One day out, when a priestess was harvesting myrrh resin, she cut into Smyrnah’s bush, and an infant began to push its head through the wound of the bark. Aphrodite came to see what was going on, and immediately claimed the child when She saw Him and then saw His future face, and saw He was destined to be quite lovely. To protect the child from Ares, She made an arrangement with Persephone, but as He grew up lovely, Persephone refused to give Him up to Aphrodite when She came to claim Him. Apollon offered to take in the youth as the women quarrelled, eventually taking the matter to Zeus, who suggested that a third of the year, the boy could live with Persephone, and for a third, He could live with Aphrodite, and the final portion of the year was for the youth Himself to decide.

Aphrodite chose to avoid the criticisms of Her affair with Ares by declining to marry Him after She and Hephaistos had their own dissolved; it just seemed easier, even though there was an assumption of exclusivity, what with the children and all. Still, Ares was jealous, so She and Persephone realised that Zeus only said “a third of the year”, He didn’t specify that it needed to be one-hundred-twenty days all in a row, so She made all attempts to arrange Adonis’ days with Her while Ares was away.

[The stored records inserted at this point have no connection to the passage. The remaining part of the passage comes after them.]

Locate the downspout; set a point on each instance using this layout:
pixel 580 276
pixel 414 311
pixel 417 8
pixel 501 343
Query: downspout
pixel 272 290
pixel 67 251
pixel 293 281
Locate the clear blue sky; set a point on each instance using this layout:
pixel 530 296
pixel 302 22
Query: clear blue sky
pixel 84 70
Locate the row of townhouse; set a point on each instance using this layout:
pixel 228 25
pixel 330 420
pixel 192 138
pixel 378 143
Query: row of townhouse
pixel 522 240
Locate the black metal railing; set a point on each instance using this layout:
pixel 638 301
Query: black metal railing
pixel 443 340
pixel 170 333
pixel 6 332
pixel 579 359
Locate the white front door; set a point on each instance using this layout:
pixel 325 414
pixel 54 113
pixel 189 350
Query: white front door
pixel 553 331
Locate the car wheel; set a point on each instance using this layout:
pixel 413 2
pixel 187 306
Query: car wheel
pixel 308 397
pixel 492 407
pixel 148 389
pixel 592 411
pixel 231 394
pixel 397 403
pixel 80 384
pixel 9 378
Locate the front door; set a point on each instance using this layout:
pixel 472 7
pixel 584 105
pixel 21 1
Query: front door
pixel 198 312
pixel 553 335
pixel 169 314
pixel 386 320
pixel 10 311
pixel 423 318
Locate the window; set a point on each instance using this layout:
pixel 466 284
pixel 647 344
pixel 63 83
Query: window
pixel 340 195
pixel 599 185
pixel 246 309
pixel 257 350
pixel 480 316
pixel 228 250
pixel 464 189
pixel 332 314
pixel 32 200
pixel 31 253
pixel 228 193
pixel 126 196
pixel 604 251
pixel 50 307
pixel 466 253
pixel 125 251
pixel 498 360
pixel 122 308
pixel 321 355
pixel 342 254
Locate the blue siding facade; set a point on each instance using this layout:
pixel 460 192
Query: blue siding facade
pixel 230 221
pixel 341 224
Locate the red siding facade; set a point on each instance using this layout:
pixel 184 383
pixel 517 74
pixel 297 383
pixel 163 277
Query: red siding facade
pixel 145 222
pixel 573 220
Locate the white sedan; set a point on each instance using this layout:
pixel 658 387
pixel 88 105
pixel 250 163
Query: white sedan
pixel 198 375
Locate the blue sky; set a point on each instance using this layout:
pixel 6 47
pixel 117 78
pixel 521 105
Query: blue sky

Still, word quickly came around to Ares that His beloved Aphrodite wasn’t keeping fidelity toward him; and to His own horror, He learned that this other man was a beautiful, effeminate youth who was said to be passed back-and-forth between Kypris and Kore like an accessory, and when not with them, would “lay as a woman” with Apollon, or so they said. Clearly, something would have to be done.

One day, when Aphrodite and Adonis were out in Her garden, Ares transformed Himself into a massive wild boar and charged the youth at full speed, goring vital organs and then tossing the boy into the air before turning around and taking off back to where He came from.

As Aphrodite wailed, tears poured from Her lovely face, and then Zephyros carried them as anemone poppy seeds on His breath, spreading and germinating the flower, creating a trail leading all to the torn body of the dying Adonis. When Ares came in His own form, Aphrodite recognised His eyes in the boar, and would not let Him touch Her. Persephone offered to take Him to the underworld, where His body remained lifeless while roses sprang up in the middle of the lettuce patch from the blood where the beauteous Adonis had died.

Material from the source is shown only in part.